This year, Delhi's state health department has collected R13.6 lakh in fines from ban on smoking in public places. According to health officials, the habit “has been curbed somewhat” since the ban was first enforced on October 2, 2008. “Our main objective was to empower non-smokers about their right... to demand a smoke-free environment,” said Kiran Walia, Delhi health minister.
A fine, that ranges from R10-R200 and “is collected at the discretion of the fining authority” was never a revenue generator for the government. “For example, we would charge a rickshaw puller R50 but from a businessman we would take R200,” said Dr R P Vashist, Delhi tobacco control officer. Official figures show that 110,444 people were fined for lighting up in public places, making the government richer by R13,588 since January this year.
“Our aim is to raise awareness and not harass the public.
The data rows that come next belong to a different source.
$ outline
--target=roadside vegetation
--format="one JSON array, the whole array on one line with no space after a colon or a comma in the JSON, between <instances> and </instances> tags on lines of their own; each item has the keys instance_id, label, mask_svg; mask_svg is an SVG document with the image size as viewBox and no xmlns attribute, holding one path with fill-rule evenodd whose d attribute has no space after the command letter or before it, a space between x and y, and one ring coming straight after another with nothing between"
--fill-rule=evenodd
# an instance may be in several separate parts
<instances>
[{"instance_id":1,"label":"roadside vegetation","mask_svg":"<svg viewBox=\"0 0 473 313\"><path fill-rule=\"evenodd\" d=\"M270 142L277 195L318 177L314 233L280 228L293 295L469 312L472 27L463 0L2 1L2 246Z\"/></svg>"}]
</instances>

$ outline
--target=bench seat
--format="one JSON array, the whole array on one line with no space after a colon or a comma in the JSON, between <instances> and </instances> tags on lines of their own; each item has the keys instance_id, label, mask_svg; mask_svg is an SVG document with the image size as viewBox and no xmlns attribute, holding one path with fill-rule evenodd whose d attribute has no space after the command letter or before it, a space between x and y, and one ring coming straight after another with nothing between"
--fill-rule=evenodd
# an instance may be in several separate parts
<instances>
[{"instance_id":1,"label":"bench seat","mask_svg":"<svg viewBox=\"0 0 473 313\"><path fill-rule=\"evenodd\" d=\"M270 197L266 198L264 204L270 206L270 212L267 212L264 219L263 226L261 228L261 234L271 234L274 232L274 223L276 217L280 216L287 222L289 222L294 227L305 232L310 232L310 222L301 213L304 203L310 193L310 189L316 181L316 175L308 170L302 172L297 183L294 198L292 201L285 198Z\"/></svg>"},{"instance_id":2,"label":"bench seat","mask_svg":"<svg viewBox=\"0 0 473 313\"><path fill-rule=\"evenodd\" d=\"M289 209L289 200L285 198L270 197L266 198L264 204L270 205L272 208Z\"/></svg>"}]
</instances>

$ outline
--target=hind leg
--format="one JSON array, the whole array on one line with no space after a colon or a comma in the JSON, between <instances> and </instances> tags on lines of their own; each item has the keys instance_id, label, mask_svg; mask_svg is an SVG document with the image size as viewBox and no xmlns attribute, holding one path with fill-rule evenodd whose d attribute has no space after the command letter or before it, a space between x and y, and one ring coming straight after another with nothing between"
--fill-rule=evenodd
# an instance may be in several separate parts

In most cases, the fine collected was only a token, since we concentrated on informing the offender of the ills of smoking,” he added.
“Fewer people now smoke in public and some are also smoking less because it can get bothersome to get out of one's comfort zone to look for a smoking area,” said Dr Vashist, adding, “We empowered heads of private firms to fine individuals, which helped keep a check on the micro level as it is not possible for government officials to be present everywhere.”
While the government is happy about having been able to curb smoking in public places to a great extent, their joint initiative with the Johns Hopkin's University USA to bring down the nicotine content in the Capital's air failed completely. “While smoking is banned in work places during the day, workers tend to light up in their private spaces at night,” explained Dr Vashist. “This made us discontinue our nicotine study after our first phase failed to yield results,” he said.